Chapman has come up for parole every two years since 2000 and has been turned down each time.
“Despite your positive efforts while incarcerated, your release at this time would greatly undermine respect for the law and tend to trivialize the tragic loss of life which you caused as a result of this heinous, unprovoked, violent, cold and calculated crime,” parole board member Sally Thompson wrote to Chapman, the department said in a statement.
A parole board hearing on Chapman was held earlier this week at Wende Correctional Facility, a maximum-security prison in Alden, New York, where he is being held, the department said.
Lennon’s widow, Yoko Ono, remained steadfast in her objection to parole for her husband’s killer, who she has said in the past posed a risk to her, Lennon’s two sons, the public and himself.
“Mrs. Lennon’s position remains consistent with the prior letters,” said Ono’s attorney, Jonas Herbsman, in an e-mail to Reuters.
In a 2000 letter to the parole board, Ono said Chapman’s release would be a betrayal of justice and encourage others who feel inclined to murder celebrities to gain attention.
“If it is at all possible, I would like us not to create a situation which may bring further madness and tragedy to the world,” she wrote.
Herbsman said Ono would not be commenting on the 2012 parole board’s decision.
Chapman was transferred in May to Wende from Attica Correctional Facility, the maximum-security penitentiary in Attica, New York, where he had been held for 31 years.

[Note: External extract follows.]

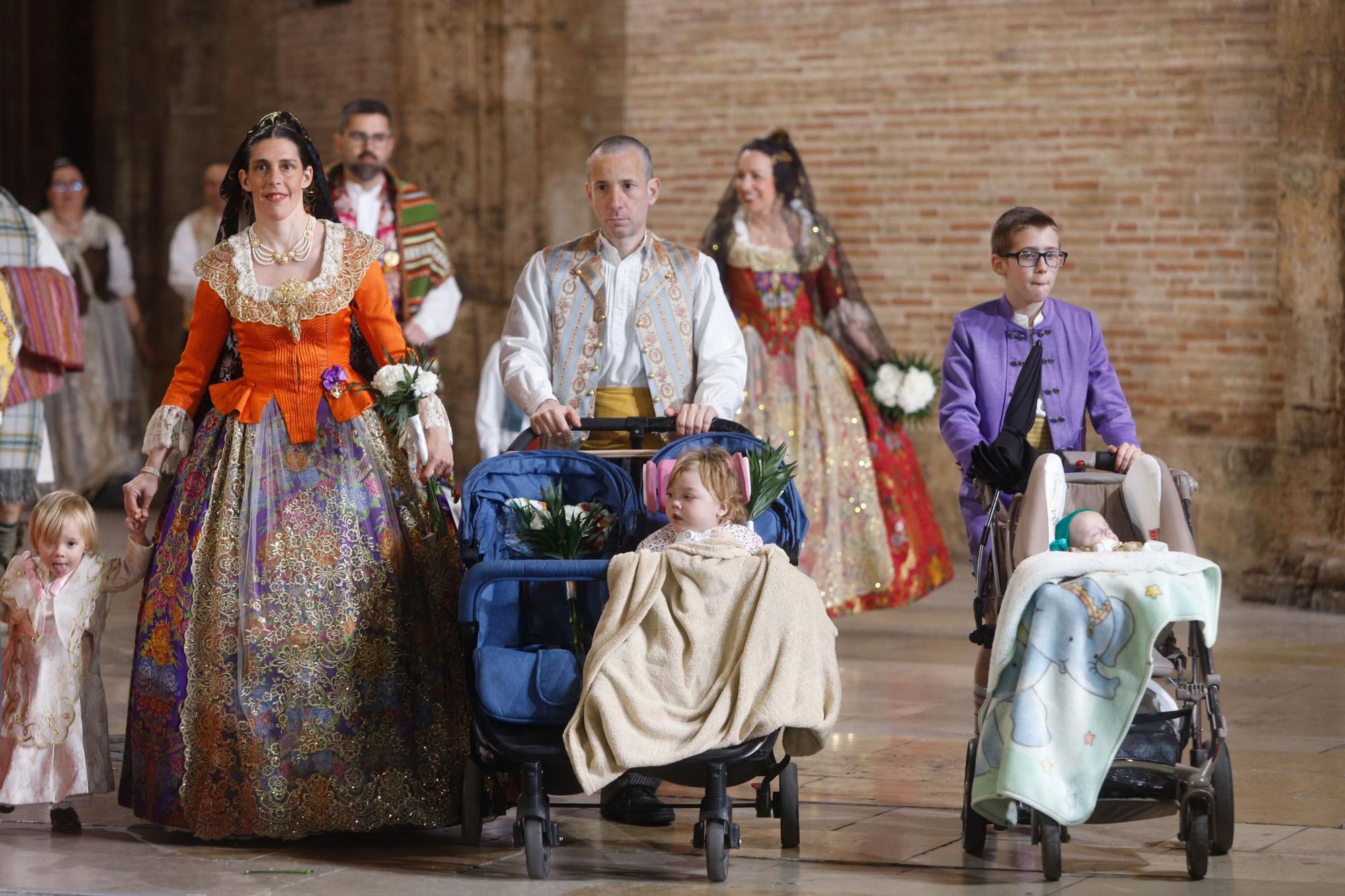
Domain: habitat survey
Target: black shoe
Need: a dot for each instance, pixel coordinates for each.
(65, 821)
(636, 805)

A corrections spokesman said at the time Chapman was placed in protective custody at Wende, but the reason was not made public. Wende is in western New York, east of Buffalo.
Chapman learned on Monday that he had been re-approved for the prison system’s family reunion program, allowing him visits from his wife and stepfather, a spokesman for the corrections department said.
Under the program, Chapman will be able to spend 48 hours with his relatives in a trailer within the prison at least once a year, although he is allowed to apply for additional visits. The trailer has a lounge, a kitchenette and two or more bedrooms, and there are no cameras or guards inside.
“We regard the family reunion program as a management tool that encourages good behavior by inmates under our custody as well as keeping them connected to their families while they’re in prison,” said Peter Cutler, the spokesman for the state’s Department of Corrections.
“Many studies have proved that by staying connected to their families inmates have a far better chance of returning to the community successfully,” Cutler said.
Chapman was previously approved for the program, but had to reapply after transferring from Attica to Wende, Cutler said. The corrections department said it does not make public the reasons for inmates being transferred.
Normally, Chapman is housed in his own cell in the prison’s protective custody unit, where he sees only other inmates within the unit, Cutler said.